Today we held our final worship gathering in the building our church has owned since 1992 — 23 years. That’s history! It doesn’t matter to very many people. There will be no national holidays. No media reporters covered it. We did not erect a monument for future generations to remember this day.
But that doesn’t mean it doesn’t matter.
It does matter a great deal. It matters to us. It matters to our children. We have a lot of great memories from so many years of getting together in that building. That shared history matters.
But, it should matter for other reasons. It should matter even to those who aren’t part of Community Bible Church. It should matter to all Christians who love the church — the Body of Christ. Why? Because it represents at least two things that are far more important than the sale of a plain little building in Kansas.
The first is simple and yet so important to remember: The church is not a building. We’ve shared a lot of great times together in the building we’ve all-too-often referred to as “the church.” But why were they great times? Because the church is so beautiful? Because it has so many cool features and architectural components? Hardly. We have great memories because of the times we — the church, the people who own the building — have spent together. By selling our building we will accomplish some important things. One of them is to remind ourselves in a profound way that the church is people. When we remember that, we have a much better shot at keeping our priorities straight. When we keep our priorities straight, it’s actually possible that we’ll stay on task with the mission Christ has given us: the making of disciples.

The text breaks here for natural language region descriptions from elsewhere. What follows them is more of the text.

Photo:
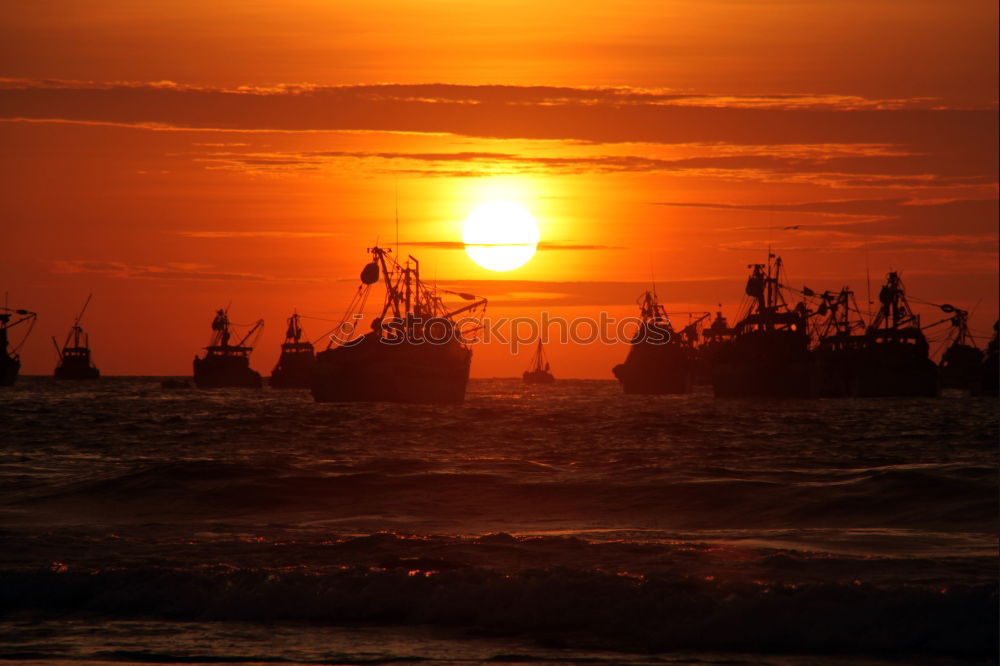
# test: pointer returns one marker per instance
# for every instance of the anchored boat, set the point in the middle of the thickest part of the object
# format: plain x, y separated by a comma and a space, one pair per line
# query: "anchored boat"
74, 356
226, 365
294, 368
768, 354
10, 361
416, 351
659, 360
539, 372
895, 359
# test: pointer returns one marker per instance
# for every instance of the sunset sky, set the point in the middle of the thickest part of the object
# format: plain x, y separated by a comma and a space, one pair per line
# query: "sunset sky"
175, 157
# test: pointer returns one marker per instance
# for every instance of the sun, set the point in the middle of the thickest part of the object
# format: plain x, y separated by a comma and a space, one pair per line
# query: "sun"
500, 235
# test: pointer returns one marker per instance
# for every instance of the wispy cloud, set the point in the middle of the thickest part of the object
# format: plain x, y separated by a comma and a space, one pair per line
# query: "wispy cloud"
530, 112
903, 218
167, 271
260, 234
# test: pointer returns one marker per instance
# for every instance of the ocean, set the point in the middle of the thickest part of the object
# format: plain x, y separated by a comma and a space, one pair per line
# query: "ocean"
552, 524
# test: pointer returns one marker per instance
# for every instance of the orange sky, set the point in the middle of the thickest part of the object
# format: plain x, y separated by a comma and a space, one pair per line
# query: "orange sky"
173, 158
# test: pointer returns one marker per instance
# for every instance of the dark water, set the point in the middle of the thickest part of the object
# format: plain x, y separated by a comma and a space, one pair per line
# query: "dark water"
530, 524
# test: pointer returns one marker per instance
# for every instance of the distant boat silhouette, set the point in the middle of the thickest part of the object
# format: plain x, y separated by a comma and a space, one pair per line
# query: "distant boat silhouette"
10, 362
226, 365
294, 368
414, 351
74, 356
714, 337
659, 361
890, 358
539, 372
768, 354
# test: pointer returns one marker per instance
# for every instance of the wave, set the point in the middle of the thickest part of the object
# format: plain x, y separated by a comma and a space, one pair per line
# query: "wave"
564, 606
946, 497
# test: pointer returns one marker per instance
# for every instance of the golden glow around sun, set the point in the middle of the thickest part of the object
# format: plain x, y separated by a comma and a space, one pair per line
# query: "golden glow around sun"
500, 235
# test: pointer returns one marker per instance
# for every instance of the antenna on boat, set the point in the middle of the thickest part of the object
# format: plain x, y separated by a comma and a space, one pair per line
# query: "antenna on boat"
868, 281
79, 317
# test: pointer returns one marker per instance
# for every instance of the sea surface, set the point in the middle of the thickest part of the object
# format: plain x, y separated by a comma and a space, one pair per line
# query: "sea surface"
564, 523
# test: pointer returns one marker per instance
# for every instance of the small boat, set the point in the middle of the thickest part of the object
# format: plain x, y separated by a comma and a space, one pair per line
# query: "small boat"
294, 368
416, 351
74, 356
539, 372
226, 365
713, 337
768, 354
660, 361
10, 361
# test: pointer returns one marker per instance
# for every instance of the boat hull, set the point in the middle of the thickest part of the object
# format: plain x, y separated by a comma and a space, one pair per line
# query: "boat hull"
656, 369
764, 364
76, 370
294, 370
9, 369
877, 371
408, 372
225, 372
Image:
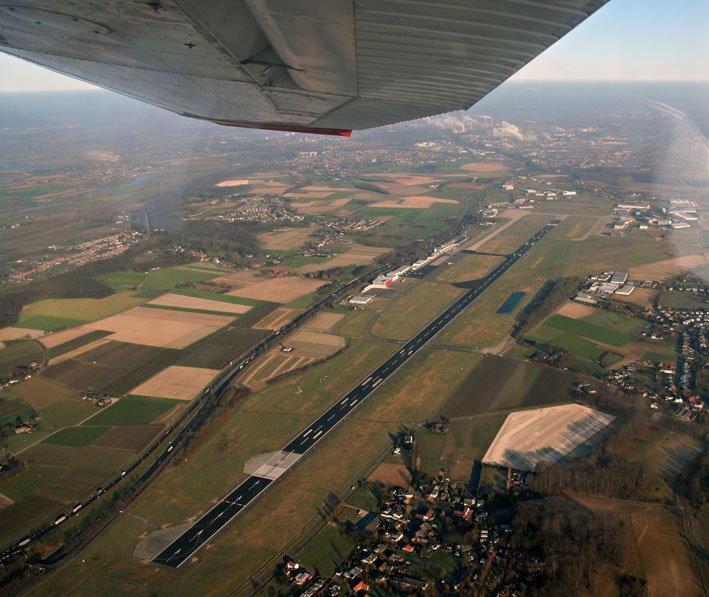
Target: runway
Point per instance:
(219, 516)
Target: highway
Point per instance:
(219, 516)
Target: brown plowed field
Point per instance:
(192, 302)
(663, 551)
(180, 383)
(277, 319)
(127, 438)
(160, 327)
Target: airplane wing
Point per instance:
(325, 66)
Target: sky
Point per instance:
(626, 40)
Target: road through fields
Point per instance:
(239, 498)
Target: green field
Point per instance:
(122, 280)
(681, 300)
(12, 406)
(133, 410)
(48, 323)
(301, 260)
(326, 551)
(53, 314)
(167, 278)
(216, 350)
(604, 327)
(76, 436)
(114, 367)
(19, 353)
(467, 440)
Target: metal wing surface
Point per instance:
(326, 66)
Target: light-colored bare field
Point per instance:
(413, 202)
(396, 475)
(575, 310)
(277, 319)
(544, 435)
(511, 215)
(279, 290)
(321, 206)
(358, 255)
(663, 552)
(316, 344)
(323, 322)
(666, 268)
(160, 327)
(11, 333)
(487, 168)
(285, 240)
(272, 364)
(240, 182)
(192, 302)
(237, 279)
(466, 186)
(411, 179)
(178, 383)
(79, 351)
(316, 188)
(53, 340)
(642, 297)
(299, 194)
(270, 190)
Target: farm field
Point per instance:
(271, 365)
(315, 344)
(665, 454)
(286, 240)
(126, 437)
(277, 319)
(114, 367)
(544, 436)
(355, 323)
(681, 300)
(666, 268)
(660, 546)
(279, 290)
(59, 475)
(134, 410)
(199, 304)
(13, 333)
(178, 383)
(53, 314)
(589, 335)
(466, 441)
(357, 255)
(160, 327)
(216, 350)
(165, 279)
(260, 425)
(499, 384)
(323, 322)
(61, 342)
(76, 436)
(20, 353)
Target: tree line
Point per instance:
(547, 300)
(571, 544)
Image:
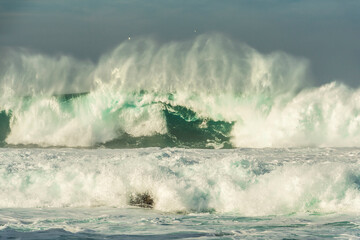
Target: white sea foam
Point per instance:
(247, 182)
(266, 96)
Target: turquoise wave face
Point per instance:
(326, 116)
(209, 92)
(136, 119)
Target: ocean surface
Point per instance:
(200, 139)
(302, 193)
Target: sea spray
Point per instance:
(248, 182)
(209, 92)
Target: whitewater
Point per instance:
(204, 138)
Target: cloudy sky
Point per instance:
(327, 32)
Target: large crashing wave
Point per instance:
(208, 92)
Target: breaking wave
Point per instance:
(210, 92)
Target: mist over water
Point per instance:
(220, 93)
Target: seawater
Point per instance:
(224, 141)
(198, 194)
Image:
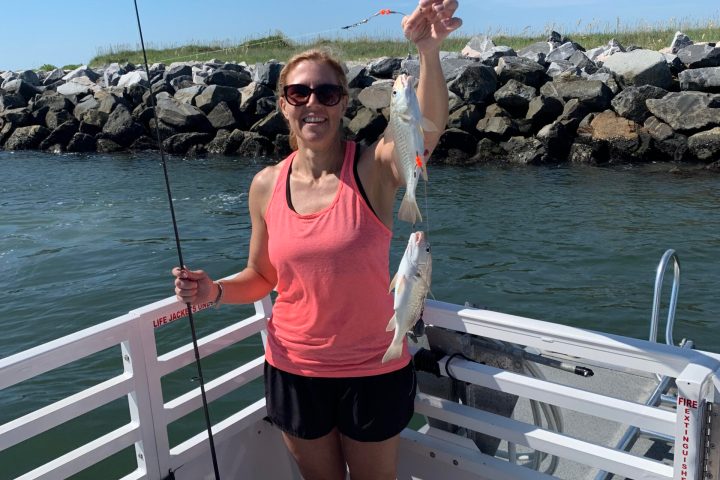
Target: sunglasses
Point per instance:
(328, 94)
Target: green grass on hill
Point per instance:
(280, 47)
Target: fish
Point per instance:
(406, 130)
(412, 285)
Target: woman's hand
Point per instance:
(430, 23)
(194, 286)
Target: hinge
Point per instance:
(711, 443)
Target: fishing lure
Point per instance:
(384, 11)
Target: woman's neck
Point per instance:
(316, 163)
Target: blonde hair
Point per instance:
(312, 55)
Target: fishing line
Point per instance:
(180, 257)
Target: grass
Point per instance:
(280, 47)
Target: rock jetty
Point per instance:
(548, 103)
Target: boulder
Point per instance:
(641, 67)
(701, 79)
(377, 96)
(254, 146)
(478, 45)
(384, 67)
(521, 69)
(687, 111)
(81, 71)
(229, 78)
(181, 116)
(81, 142)
(222, 116)
(27, 138)
(700, 55)
(181, 143)
(60, 136)
(630, 103)
(705, 146)
(476, 84)
(267, 74)
(272, 125)
(121, 127)
(543, 110)
(213, 95)
(515, 97)
(594, 94)
(137, 77)
(680, 41)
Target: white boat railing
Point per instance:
(696, 375)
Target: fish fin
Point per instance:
(393, 282)
(393, 352)
(428, 125)
(409, 211)
(422, 165)
(399, 291)
(392, 324)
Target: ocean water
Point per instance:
(86, 238)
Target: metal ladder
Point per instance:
(659, 395)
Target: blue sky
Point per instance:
(73, 31)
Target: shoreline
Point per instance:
(551, 103)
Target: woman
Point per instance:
(321, 230)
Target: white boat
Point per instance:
(643, 398)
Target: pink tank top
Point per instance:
(333, 304)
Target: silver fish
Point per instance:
(405, 129)
(411, 284)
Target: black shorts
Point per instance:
(366, 409)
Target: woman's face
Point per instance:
(315, 125)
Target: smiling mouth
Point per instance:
(314, 120)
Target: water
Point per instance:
(84, 239)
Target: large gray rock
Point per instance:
(680, 41)
(594, 94)
(537, 52)
(476, 84)
(384, 67)
(641, 67)
(267, 73)
(27, 138)
(377, 95)
(20, 87)
(121, 127)
(213, 95)
(515, 97)
(181, 116)
(705, 146)
(478, 45)
(78, 86)
(229, 78)
(81, 71)
(702, 79)
(700, 55)
(687, 111)
(630, 103)
(521, 69)
(223, 117)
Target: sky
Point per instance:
(59, 33)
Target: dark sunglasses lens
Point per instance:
(329, 94)
(297, 94)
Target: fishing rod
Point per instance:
(200, 378)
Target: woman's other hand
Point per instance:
(430, 23)
(194, 286)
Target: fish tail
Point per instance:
(409, 211)
(393, 352)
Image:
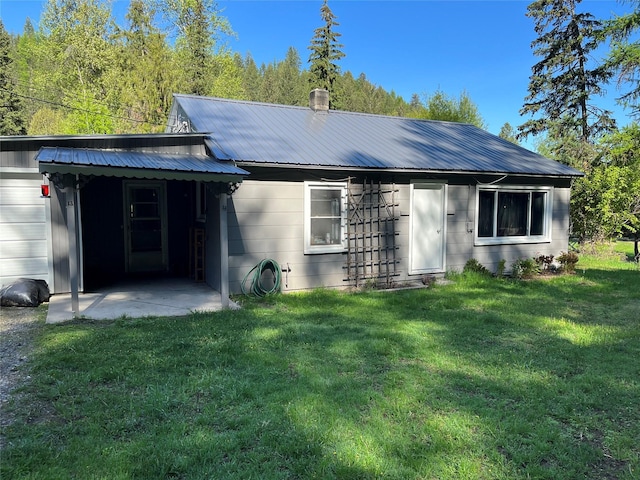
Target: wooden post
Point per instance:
(74, 260)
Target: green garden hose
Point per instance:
(257, 288)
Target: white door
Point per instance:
(427, 228)
(145, 226)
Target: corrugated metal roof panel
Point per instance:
(287, 135)
(136, 160)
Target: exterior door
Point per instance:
(427, 228)
(145, 226)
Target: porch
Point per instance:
(162, 297)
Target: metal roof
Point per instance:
(262, 133)
(136, 164)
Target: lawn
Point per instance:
(482, 378)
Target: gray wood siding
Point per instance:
(266, 221)
(460, 241)
(24, 247)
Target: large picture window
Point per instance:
(513, 215)
(324, 217)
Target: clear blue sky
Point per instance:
(414, 46)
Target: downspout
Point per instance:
(74, 257)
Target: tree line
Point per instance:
(83, 72)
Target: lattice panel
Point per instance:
(371, 233)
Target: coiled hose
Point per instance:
(257, 287)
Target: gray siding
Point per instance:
(266, 221)
(461, 229)
(24, 242)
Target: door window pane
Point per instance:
(512, 214)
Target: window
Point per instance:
(324, 217)
(513, 215)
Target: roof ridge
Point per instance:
(303, 107)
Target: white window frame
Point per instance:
(506, 240)
(309, 248)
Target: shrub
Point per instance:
(568, 261)
(525, 268)
(544, 262)
(474, 265)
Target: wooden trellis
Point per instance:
(371, 233)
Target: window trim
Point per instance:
(521, 239)
(320, 249)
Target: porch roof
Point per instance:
(137, 164)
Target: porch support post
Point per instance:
(73, 247)
(224, 252)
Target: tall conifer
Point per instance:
(325, 52)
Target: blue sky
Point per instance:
(414, 46)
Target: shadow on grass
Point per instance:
(479, 379)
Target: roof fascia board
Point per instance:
(138, 173)
(400, 170)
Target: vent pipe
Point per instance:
(319, 100)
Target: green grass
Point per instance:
(480, 379)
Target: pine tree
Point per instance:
(508, 133)
(11, 119)
(325, 52)
(562, 83)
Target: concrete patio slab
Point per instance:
(148, 298)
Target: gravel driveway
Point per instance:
(18, 326)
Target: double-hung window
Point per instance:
(513, 214)
(324, 217)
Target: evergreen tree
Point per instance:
(11, 112)
(325, 52)
(292, 92)
(197, 24)
(79, 46)
(562, 83)
(443, 107)
(148, 77)
(251, 78)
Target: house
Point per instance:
(341, 198)
(335, 198)
(82, 212)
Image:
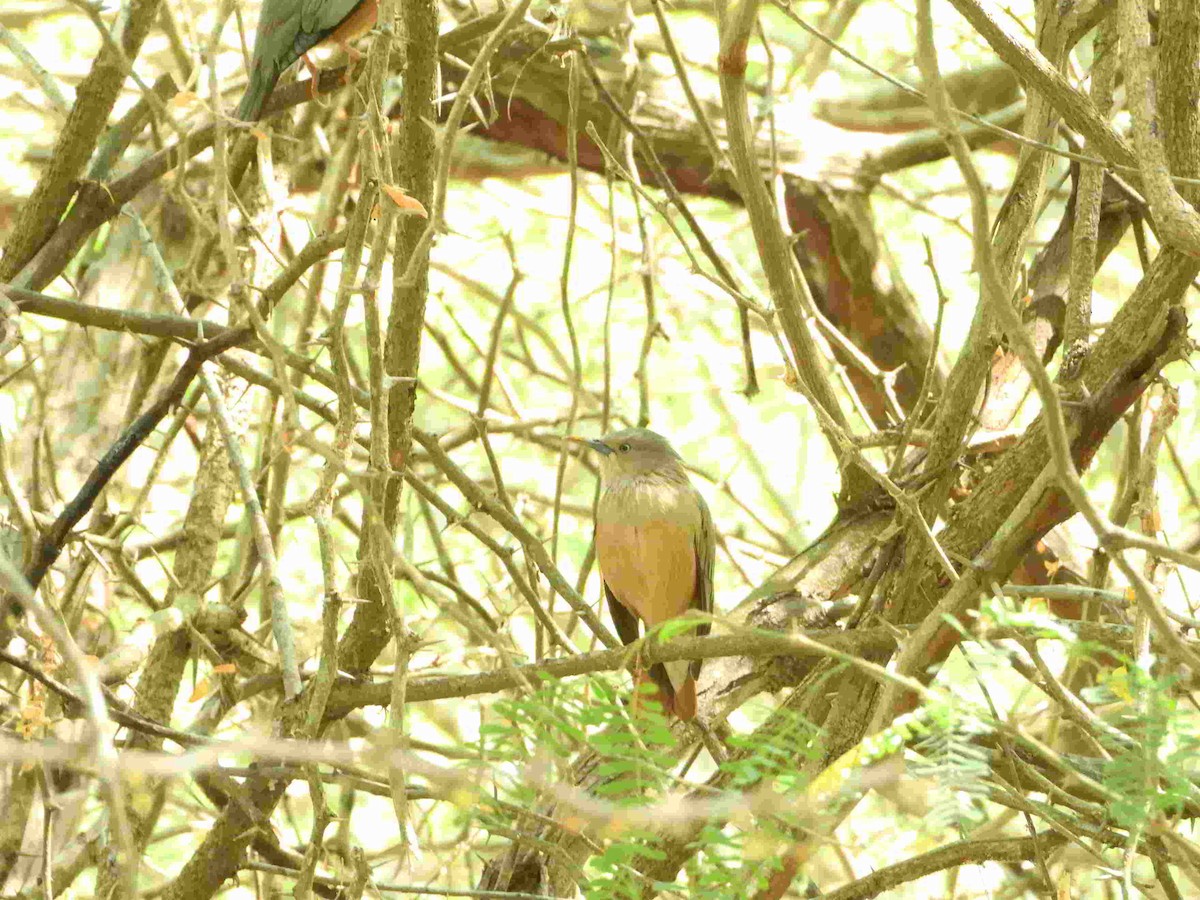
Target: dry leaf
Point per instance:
(203, 689)
(406, 204)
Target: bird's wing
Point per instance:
(318, 19)
(651, 567)
(622, 617)
(274, 40)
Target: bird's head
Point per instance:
(634, 453)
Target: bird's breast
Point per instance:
(646, 546)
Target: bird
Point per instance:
(288, 29)
(655, 546)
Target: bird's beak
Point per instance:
(599, 445)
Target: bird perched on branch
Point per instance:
(655, 546)
(288, 29)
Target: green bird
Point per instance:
(288, 29)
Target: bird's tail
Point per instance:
(257, 93)
(679, 701)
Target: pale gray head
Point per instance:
(633, 453)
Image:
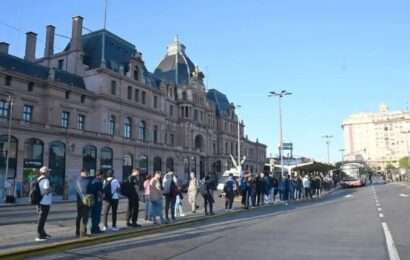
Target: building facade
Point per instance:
(379, 138)
(96, 106)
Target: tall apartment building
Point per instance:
(95, 106)
(379, 138)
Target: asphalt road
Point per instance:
(346, 225)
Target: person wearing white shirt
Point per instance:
(44, 206)
(111, 201)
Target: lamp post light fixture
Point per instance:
(280, 95)
(328, 138)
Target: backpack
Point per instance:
(35, 193)
(228, 187)
(125, 188)
(202, 188)
(107, 193)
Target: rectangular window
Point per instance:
(28, 113)
(4, 109)
(137, 95)
(60, 64)
(172, 139)
(80, 121)
(8, 80)
(155, 102)
(143, 97)
(129, 93)
(65, 117)
(171, 110)
(113, 87)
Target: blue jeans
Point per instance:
(96, 217)
(156, 210)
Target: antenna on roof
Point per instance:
(103, 36)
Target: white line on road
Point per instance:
(391, 247)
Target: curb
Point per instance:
(58, 247)
(84, 242)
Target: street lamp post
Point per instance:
(239, 140)
(280, 95)
(328, 138)
(6, 173)
(342, 151)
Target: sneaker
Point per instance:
(41, 239)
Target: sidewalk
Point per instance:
(22, 236)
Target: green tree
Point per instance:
(404, 162)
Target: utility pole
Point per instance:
(328, 138)
(280, 95)
(239, 138)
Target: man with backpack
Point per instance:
(170, 193)
(229, 190)
(97, 191)
(111, 190)
(42, 197)
(85, 200)
(129, 189)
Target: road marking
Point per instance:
(391, 247)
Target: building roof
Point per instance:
(176, 67)
(15, 64)
(118, 53)
(220, 101)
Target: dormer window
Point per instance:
(136, 73)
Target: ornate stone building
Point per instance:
(96, 106)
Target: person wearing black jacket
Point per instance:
(130, 187)
(83, 188)
(96, 208)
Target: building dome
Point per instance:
(176, 67)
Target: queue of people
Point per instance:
(99, 195)
(163, 196)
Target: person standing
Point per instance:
(170, 193)
(44, 206)
(229, 190)
(193, 192)
(130, 188)
(111, 199)
(205, 190)
(179, 210)
(306, 186)
(147, 206)
(97, 191)
(84, 203)
(156, 198)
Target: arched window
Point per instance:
(127, 127)
(157, 164)
(90, 159)
(155, 134)
(33, 153)
(141, 132)
(56, 162)
(127, 166)
(111, 125)
(106, 159)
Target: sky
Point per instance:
(337, 57)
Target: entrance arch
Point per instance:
(56, 162)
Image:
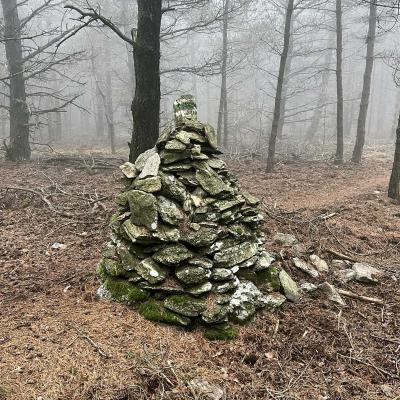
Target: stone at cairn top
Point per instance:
(186, 245)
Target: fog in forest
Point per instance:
(79, 74)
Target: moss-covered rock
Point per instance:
(185, 305)
(149, 185)
(124, 291)
(191, 275)
(154, 311)
(269, 276)
(151, 271)
(172, 255)
(143, 207)
(236, 254)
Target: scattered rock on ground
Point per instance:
(303, 266)
(285, 239)
(365, 273)
(320, 264)
(202, 389)
(289, 286)
(331, 293)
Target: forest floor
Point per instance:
(58, 341)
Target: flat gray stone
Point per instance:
(365, 273)
(320, 264)
(142, 158)
(289, 286)
(152, 272)
(331, 293)
(185, 305)
(191, 275)
(172, 254)
(285, 239)
(235, 255)
(143, 207)
(303, 266)
(170, 212)
(151, 166)
(129, 170)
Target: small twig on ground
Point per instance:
(90, 341)
(360, 297)
(43, 198)
(341, 256)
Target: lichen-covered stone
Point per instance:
(143, 208)
(211, 136)
(151, 271)
(136, 233)
(149, 185)
(185, 305)
(210, 180)
(191, 275)
(269, 276)
(235, 254)
(289, 286)
(245, 301)
(201, 262)
(170, 212)
(221, 274)
(154, 311)
(215, 313)
(172, 188)
(200, 289)
(124, 291)
(172, 254)
(151, 166)
(220, 332)
(129, 170)
(201, 237)
(185, 235)
(175, 145)
(142, 158)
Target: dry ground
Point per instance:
(55, 334)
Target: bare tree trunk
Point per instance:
(286, 79)
(278, 96)
(146, 103)
(339, 84)
(99, 114)
(19, 148)
(362, 117)
(223, 103)
(110, 111)
(394, 184)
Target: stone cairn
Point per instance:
(187, 247)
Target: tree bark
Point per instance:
(278, 96)
(223, 104)
(362, 117)
(339, 84)
(146, 103)
(109, 108)
(18, 148)
(394, 184)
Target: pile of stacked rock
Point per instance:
(186, 246)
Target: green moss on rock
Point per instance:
(102, 270)
(154, 311)
(269, 276)
(220, 332)
(125, 291)
(185, 305)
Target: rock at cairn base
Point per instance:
(187, 246)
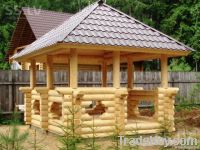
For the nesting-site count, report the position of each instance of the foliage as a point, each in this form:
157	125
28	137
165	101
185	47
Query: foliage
36	143
13	139
179	65
179	19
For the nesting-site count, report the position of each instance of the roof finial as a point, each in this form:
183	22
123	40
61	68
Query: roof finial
101	2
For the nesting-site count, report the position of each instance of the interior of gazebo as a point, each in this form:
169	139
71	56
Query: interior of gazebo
109	105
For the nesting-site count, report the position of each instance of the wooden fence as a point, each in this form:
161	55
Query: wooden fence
10	81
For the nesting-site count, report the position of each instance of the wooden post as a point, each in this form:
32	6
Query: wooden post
73	81
164	71
130	74
33	74
104	74
116	69
49	70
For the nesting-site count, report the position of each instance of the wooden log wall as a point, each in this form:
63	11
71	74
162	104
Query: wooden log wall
10	81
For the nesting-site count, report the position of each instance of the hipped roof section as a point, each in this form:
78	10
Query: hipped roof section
100	24
32	24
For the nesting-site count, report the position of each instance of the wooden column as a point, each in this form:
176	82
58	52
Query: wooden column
130	74
73	81
116	69
164	71
49	71
33	74
104	74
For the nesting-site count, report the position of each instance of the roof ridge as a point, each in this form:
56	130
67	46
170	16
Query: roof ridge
149	27
46	10
72	23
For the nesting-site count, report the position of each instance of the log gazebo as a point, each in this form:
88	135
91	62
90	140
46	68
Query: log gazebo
99	35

The second is not so simple. It has led to much conflict and confusion and division: The church must change. Much has been written on this and the chorus of voices in agreement on this subject is loud and strong. I won’t belabor the issue here. But, the point is that selling a building is a big change. A very big change. It creates extra work. It’s unsettling. It’s emotional. But the changes we’ve been making in order to realign ourselves with the way of Christ and His Apostles represent the kind of changes churches around the country will need to make if we hope to reverse our ineffectiveness. If we hope to reach the people of our culture. If we hope to strengthen a weakened Church. If we hope to raise up the needed leaders for the next generation. The stakes are high and I believe the Holy Spirit is leading us to return to the simplicity and purity of the earliest churches. Buildings aren’t wrong. But, they’re not usually necessary and are often a distraction from the real work God has given us to do.
History is happening right now. The days ahead are uncertain in many ways for our little church. But, I’m convinced we will look back on this day as a crucial step in the journey God has been orchestrating for us. Perhaps some will see today as a funeral. In one sense, maybe it is. But I encourage you to remember the words of Jesus from John 12:24 — Jesus was talking about His death and resurrection in context, but vs. 24 presents a general principle from nature that applies to our situation:
“Truly, truly, I say to you, unless a grain of wheat falls into the earth and dies, it remains alone; but if it dies, it bears much fruit.”
If this day — our final day at 906 N. 1464 Rd. — felt like a funeral, then I believe it’s like a funeral for a grain of wheat. For a grain of wheat to produce the way God intended it to, it must die. So today it’s okay to mourn. But don’t stay there too long. I pray you’ll see the sale of our building as I see it — a “planting”. The sowing of seed.